John Swinney did not get full Bailey Gwynne death report
Education Secretary John Swinney did not get an unredacted copy of the report into the death of Aberdeen schoolboy Bailey Gwynne.
Bailey, 16, was stabbed during a fight with a fellow pupil at Cults Academy.
His killer is serving nine years for culpable homicide.
Mr Swinney said on Tuesday the Scottish government is to push for a UK-wide crackdown on the sale of knives online. However it has emerged the report provided to him was redacted.
A review of the death made a series of recommendations, one of which was for the government to seek "further legislative controls" on the sale of weapons online.
The review, by child welfare professional Andrew Lowe, made 21 recommendations.
The review found the pupil's death was "potentially avoidable" and said the Scottish government should consider legal changes to give teachers more power to search pupils and to crack down on online knife sales.
The heavily-redacted report into the killing was published last year.
This was said to be on the grounds of "data protection laws and respect the wishes of the individuals and families involved".
The Scottish government said on Thursday: "We have not been provided with an unredacted copy of the report by Aberdeen City Council and have focused on the recommendations directed to us.
"Officials sought views and advice from a key range of stakeholders including all teaching unions in Scotland, the Association of Directors of Education in Scotland and the Convention of Scottish Local Authorities.

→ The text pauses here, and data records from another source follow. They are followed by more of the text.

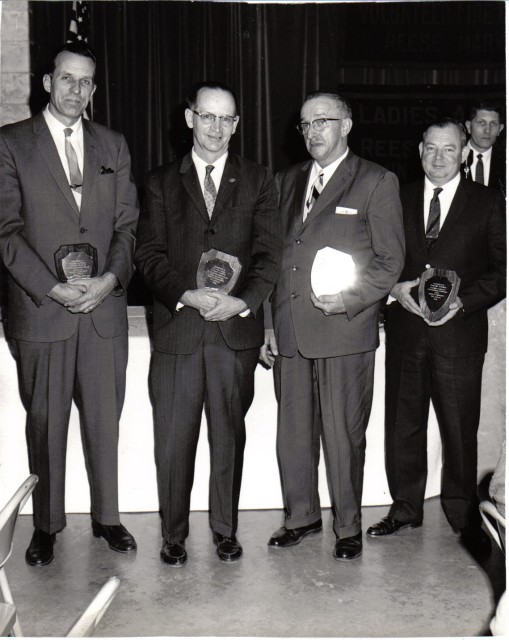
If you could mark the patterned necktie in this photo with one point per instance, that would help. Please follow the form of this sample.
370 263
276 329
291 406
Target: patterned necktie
210 192
479 169
433 226
72 159
315 193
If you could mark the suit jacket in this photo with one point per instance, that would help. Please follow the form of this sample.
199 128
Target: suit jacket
497 177
372 234
472 242
38 214
175 229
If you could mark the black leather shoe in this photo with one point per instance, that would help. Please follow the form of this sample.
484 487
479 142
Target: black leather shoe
387 526
474 539
228 549
40 549
348 548
116 535
174 553
288 537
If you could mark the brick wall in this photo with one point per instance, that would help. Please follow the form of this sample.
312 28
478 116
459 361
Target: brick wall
14 61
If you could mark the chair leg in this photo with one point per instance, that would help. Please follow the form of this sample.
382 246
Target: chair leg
7 596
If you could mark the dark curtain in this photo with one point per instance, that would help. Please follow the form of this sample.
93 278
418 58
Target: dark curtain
400 64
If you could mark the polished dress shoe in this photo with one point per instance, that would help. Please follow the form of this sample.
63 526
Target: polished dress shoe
116 535
474 539
228 549
348 548
388 525
174 553
40 549
288 537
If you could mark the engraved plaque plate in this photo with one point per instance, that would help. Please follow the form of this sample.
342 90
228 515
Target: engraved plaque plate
438 288
76 261
218 270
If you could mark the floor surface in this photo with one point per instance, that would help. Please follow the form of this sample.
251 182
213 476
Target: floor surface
420 582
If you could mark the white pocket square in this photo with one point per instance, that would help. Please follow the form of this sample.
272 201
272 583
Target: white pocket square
345 211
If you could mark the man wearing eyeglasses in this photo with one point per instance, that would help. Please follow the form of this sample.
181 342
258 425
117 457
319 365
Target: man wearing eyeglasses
206 342
323 345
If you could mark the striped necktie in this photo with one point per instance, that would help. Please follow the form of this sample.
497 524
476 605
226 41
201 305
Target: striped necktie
72 159
316 190
433 226
209 192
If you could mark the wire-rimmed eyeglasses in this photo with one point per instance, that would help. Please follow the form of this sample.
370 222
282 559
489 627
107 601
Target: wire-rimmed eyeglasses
318 125
209 118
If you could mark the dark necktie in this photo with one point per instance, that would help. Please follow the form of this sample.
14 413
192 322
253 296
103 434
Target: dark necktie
433 226
314 195
479 169
209 192
72 159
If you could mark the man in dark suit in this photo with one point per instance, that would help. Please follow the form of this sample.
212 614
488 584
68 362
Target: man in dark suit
457 225
485 161
66 181
205 342
325 344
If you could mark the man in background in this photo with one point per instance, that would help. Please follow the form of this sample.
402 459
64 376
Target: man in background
456 225
324 346
486 162
206 342
66 195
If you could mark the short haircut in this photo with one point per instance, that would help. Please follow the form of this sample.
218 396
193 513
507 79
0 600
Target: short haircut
342 104
487 105
443 123
192 96
79 48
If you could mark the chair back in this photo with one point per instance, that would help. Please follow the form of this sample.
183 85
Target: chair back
493 518
89 619
9 514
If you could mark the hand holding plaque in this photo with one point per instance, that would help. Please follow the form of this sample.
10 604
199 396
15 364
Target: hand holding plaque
438 288
218 270
76 261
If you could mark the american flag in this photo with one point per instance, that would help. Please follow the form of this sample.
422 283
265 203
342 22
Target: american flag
80 22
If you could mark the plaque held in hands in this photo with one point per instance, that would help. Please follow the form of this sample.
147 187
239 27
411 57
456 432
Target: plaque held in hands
218 270
76 261
437 289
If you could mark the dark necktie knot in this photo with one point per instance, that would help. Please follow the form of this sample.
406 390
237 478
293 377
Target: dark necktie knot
209 191
76 178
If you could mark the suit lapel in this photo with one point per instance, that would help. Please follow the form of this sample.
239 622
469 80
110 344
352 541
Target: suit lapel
192 186
334 187
229 182
300 194
50 155
90 169
458 203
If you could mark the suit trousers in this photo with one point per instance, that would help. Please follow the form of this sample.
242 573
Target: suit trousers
454 386
92 371
222 380
328 399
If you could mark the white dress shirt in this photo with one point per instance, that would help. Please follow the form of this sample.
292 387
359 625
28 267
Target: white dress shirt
446 196
56 128
216 175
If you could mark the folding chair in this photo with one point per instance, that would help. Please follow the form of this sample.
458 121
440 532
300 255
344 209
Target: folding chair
8 517
490 514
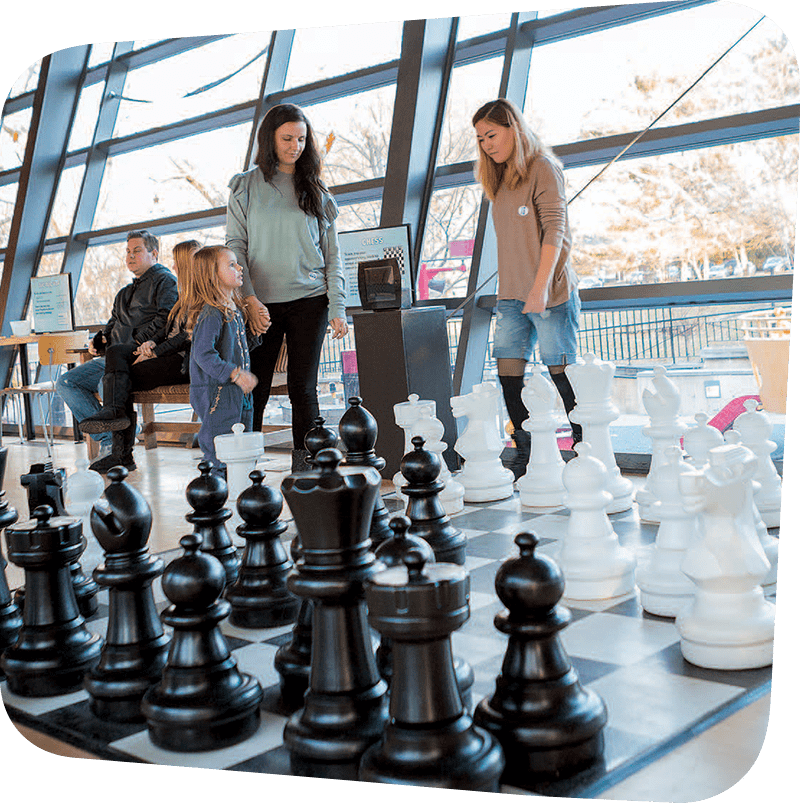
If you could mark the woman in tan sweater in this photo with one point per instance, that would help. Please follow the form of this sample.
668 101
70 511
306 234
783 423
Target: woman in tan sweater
537 295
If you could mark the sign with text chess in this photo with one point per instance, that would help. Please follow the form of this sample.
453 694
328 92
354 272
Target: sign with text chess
366 245
51 298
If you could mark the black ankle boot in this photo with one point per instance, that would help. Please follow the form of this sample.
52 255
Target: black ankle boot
116 389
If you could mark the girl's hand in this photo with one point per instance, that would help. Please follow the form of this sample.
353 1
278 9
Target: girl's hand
145 350
257 315
339 327
244 380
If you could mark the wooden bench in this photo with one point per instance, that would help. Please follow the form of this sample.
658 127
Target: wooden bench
179 394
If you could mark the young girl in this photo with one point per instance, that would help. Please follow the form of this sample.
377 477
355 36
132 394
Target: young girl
219 368
537 295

"Feedback was also sought from a range of other stakeholders including Police Scotland, the national Violence Reduction Unit, Medics Against Violence and the National Parent Forum of Scotland."
A spokesperson for Aberdeen City Council said: "We have worked closely with the Scottish government following the publication of the report and have provided everything requested, including the full findings."
Mr Swinney rejected another recommendation to give teachers a statutory power to search pupils without permission.
Mr Swinney said this would "place teachers on the same footing as police officers" and "radically change the pupil-teacher relationship".
The Educational Institute of Scotland (EIS) welcomed the announcement.